After detailing South Carolina's wartime disruption - far worse than Pennsylvania's, Henke cites the following factors as instrumental in it's regaining civil order:

  • George Washington, declining to become a despot, prevented the army from taking over the government. Washington generally rebuilt civic morale.
  • Patriot leaders conceded portions of their political power and shared their limited rebuilding funds for the common good.
  • Security was restored.
  • Law and order were restored.
  • Backcountry received representation.
  • Commercial opportunities were developed.

Henke concludes:

What South Carolina accomplished after the severe brutality of the war was astonishing, but the underlying message of the rebuilding was simple. South Carolina’s leaders aspired to no greater cause than the reestablishment of the land of opportunity via law and order, which they had striven to build before the hostilities with Britain.

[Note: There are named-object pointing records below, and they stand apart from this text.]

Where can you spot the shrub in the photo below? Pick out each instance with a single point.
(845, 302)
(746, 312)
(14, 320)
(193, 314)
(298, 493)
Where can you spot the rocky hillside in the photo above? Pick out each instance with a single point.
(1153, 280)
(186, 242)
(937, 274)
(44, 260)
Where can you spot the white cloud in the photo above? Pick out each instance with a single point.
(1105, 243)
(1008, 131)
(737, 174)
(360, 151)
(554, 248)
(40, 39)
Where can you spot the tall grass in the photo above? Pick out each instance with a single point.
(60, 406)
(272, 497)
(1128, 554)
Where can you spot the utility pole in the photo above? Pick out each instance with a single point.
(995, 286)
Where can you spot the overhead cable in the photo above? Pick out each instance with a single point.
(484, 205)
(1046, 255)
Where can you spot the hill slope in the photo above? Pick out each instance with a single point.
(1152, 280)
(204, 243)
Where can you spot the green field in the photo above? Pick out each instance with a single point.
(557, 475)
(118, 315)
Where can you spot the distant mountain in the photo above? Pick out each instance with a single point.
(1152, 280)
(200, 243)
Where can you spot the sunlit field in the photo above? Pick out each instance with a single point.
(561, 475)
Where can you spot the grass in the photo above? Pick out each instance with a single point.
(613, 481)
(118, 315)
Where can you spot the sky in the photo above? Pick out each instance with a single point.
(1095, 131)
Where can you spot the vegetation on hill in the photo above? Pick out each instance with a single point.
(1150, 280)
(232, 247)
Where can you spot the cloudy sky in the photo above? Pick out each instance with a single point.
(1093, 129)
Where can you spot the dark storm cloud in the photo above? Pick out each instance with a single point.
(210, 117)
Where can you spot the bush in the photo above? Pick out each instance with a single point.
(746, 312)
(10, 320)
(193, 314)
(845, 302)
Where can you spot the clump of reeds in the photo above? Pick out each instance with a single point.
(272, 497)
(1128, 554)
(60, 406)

In contrast,Thomas P. Slaughter, in The Whiskey Rebellion: Frontier Epilogue to the American Revolution paints a very different picture of American life.

According to Slaughter, civic unrest plagued the post-war American frontier from the Carolinas up to Ethan Allen's Vermont. He cites the following factors:


  • No noble statemen, George Washington was a grasping absentee landlord who used ruthless business tactics to frontiersmen's disadvantage.
  • Federal authorities favored Eastern over Western interests. commerce.
  • Westerners, vulnerable to Indian attacks, felt insecure.
  • Courts,which were few and far between, favored Eastern propertied interests. Tax enforcement would be particularly intrusive.
  • Legislatures were so heavily weighted in favor of the East that backcountry representation was ineffective.
  • The government neglected efforts to develop the West by causing Spain to open the Mississippi River to Westerner's commerce.

Such were the factors that gave rise to the Whiskey Rebellion in Western Pennsylvania in 1794.

Contrasting Henke's South Carolina with Slaughter's Western Pennsylvania suggests that postwar America was more complex than Henke's article concludes.